What the monitor does not do
- It does not automatically disconnect a faulty lithium battery: that is the role of the BMS and isolation devices.
- It does not replace a fuse or main battery isolator.
- It does not correct a misconfigured charge: battery parameters must match chemistry, capacity, and charging sources.
- It only provides reliable autonomy if battery capacity, tail current, charge efficiency, and synchronization are correctly set.
Common mistakes
- Relying solely on battery voltage to estimate autonomy, especially with LiFePO4 where the voltage curve remains flat for a long time.
- Installing the shunt on a partial return path: all service bank current must pass through the shunt, otherwise state-of-charge calculations become inaccurate.
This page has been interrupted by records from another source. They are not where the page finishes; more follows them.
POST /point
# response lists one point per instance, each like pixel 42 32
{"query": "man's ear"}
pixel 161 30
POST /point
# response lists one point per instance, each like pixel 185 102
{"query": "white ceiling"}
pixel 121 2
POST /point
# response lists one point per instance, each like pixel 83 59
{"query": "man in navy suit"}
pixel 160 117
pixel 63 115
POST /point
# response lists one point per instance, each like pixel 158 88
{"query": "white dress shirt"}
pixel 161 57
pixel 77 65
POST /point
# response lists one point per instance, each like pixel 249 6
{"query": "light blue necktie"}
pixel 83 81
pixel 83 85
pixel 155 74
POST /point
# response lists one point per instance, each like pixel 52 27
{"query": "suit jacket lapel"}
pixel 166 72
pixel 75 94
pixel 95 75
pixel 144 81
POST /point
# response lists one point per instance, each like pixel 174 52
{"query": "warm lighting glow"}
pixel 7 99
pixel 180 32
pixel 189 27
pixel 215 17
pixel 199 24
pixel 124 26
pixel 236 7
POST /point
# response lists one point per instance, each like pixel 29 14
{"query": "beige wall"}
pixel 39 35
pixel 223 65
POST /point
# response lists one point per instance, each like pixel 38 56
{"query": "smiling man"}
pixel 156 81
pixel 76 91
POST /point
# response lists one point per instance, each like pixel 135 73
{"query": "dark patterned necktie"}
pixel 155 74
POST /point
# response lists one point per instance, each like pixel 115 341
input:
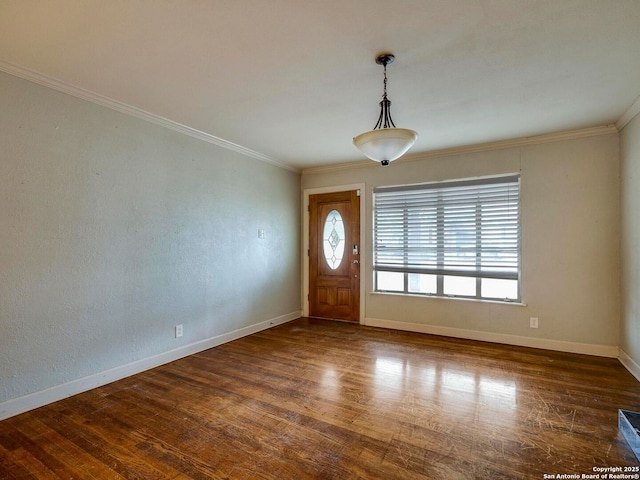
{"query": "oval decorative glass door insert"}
pixel 333 239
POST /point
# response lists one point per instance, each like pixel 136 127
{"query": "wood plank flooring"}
pixel 315 399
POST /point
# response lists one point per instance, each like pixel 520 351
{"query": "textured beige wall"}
pixel 113 230
pixel 630 174
pixel 570 247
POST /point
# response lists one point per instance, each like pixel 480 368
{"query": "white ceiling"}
pixel 295 80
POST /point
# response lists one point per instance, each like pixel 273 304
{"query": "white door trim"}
pixel 305 241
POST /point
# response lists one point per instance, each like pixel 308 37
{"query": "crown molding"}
pixel 629 115
pixel 84 94
pixel 481 147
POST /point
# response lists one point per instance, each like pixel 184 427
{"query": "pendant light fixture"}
pixel 385 142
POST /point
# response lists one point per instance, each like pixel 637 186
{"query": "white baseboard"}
pixel 629 364
pixel 23 404
pixel 546 344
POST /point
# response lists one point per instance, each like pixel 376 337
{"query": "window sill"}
pixel 434 297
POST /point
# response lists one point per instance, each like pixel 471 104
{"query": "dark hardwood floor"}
pixel 328 400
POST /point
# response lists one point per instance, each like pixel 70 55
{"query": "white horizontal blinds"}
pixel 464 228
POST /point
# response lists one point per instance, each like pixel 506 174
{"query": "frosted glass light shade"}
pixel 385 144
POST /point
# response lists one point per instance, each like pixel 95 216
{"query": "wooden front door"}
pixel 334 255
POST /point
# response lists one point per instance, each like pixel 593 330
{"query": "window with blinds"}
pixel 450 239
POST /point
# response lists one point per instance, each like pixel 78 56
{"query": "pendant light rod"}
pixel 385 120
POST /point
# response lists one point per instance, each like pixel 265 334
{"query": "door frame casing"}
pixel 305 241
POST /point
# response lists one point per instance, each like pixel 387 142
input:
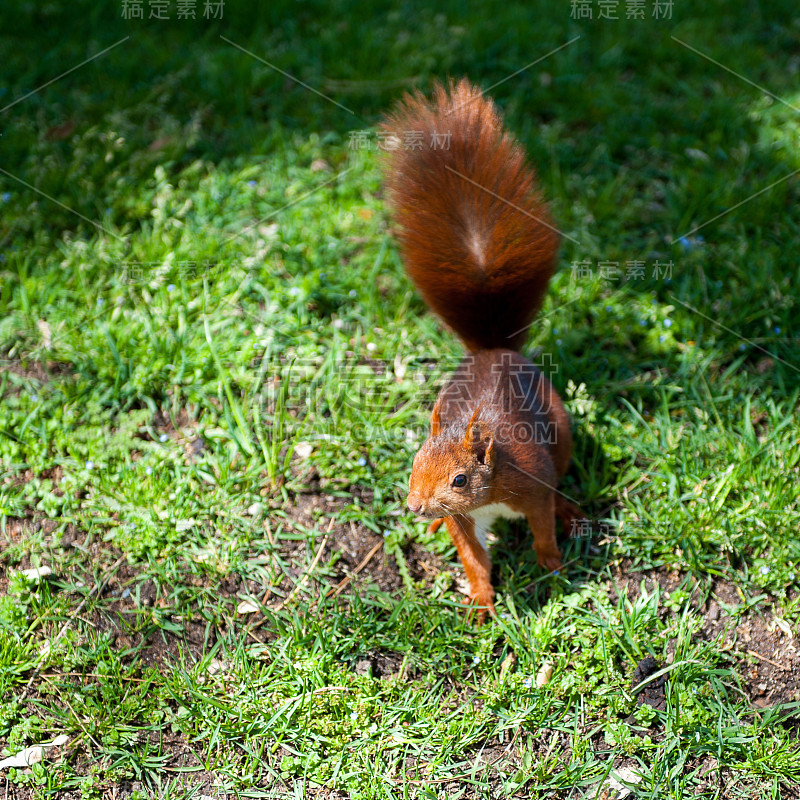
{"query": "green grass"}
pixel 207 333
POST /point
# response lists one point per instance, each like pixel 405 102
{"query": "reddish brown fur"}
pixel 475 234
pixel 482 263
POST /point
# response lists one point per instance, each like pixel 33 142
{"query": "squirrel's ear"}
pixel 436 422
pixel 480 439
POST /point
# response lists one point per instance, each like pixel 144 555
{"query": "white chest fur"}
pixel 486 516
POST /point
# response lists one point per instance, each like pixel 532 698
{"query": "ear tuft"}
pixel 479 439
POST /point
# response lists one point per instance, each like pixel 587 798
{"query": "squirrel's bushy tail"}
pixel 475 234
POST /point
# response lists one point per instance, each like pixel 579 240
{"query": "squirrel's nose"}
pixel 414 503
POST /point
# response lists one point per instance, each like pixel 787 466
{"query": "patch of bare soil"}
pixel 764 646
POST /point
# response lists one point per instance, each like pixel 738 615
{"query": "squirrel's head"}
pixel 453 470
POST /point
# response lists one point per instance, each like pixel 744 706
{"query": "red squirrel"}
pixel 477 241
- Ignoring permanent loads: routers, AIS, monitoring, relays, alarms, or NMEA 2000 can slowly drain a bank at anchor.
- Never resynchronizing the monitor after changing capacity or replacing batteries.
- Choosing a visible display but ignoring shunt accessibility, fuse placement, and measurement connections.
Skysat advice
On a cruising sailboat or a boat with extensive electronics, the battery monitor is one of the first instruments to install properly. It turns a vague sense of autonomy into usable data: instantaneous current, consumption per night, actual available capacity, alternator efficiency, and solar yield.
For a lithium bank or complex architecture, we always separate functions: the BMS protects, the shunt measures, the battery isolator isolates, and the fuse protects the cable. A good monitor makes the system understandable to the crew and simplifies diagnosis before a failure becomes an emergency.